Question about conditional statements.
 
Hello everyone!

I am wondering if you can declare a variable inside a conditional statement, and then use that variable out side of the conditional statement.

Thank you!

johnsfine 04-05-2013 12:21 PM

What programming language?

In C++ you cannot do that.

jason13131414 04-05-2013 01:36 PM

Thanks for the reply.

Shell script.

rknichols 04-05-2013 03:21 PM

For bash the answer is basically "yes", but if a block of commands is executed in a subshell, then changes to variables in that block are not communicated back to the parent shell. A parenthesized list explicitly forces execution to a subshell. Commands run in the background are also done in a separate process.
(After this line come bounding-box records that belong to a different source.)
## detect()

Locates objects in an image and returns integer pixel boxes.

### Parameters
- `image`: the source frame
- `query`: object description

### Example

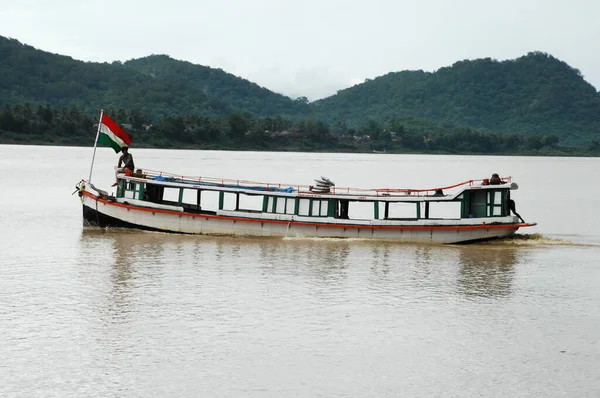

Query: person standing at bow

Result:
[112,146,135,187]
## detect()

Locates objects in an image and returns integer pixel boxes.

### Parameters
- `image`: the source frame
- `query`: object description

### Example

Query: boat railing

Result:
[131,169,512,197]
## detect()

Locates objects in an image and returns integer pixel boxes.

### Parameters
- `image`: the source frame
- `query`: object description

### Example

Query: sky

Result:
[0,0,600,101]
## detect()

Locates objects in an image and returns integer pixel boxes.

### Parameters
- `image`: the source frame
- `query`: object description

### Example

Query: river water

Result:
[0,145,600,397]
A block of commands with its input or output directed through a pipeline also causes those commands to be executed in a subshell, and this is a frequent cause of problems in shell scripts.
Code:

N=0
echo hello world | {
    cat
    N=42  # This will not be seen in the parent shell
}
echo $N    # N still seen as 0 here

The code within an "if ... then ... fi" construct is also a block that could have its I/O pipelined, though doing so is pretty uncommon:
Code:

N=0
echo testing | if [[ $N == 0 ]]; then
    echo "I am here"
    cat
    N=22
fi
echo $N    # Still seen as 0

Without the pipeline, and even with simple (albeit unusual) redirection, the setting of N does occur in the main shell:
Code:

N=0
if [[ $N == 0 ]]; then
    echo "I am here"
    head
    N=55
fi </etc/profile
echo $N    # Has value 55


jason13131414 04-05-2013 04:18 PM

Thank you for the response!!! Solved my problem!!!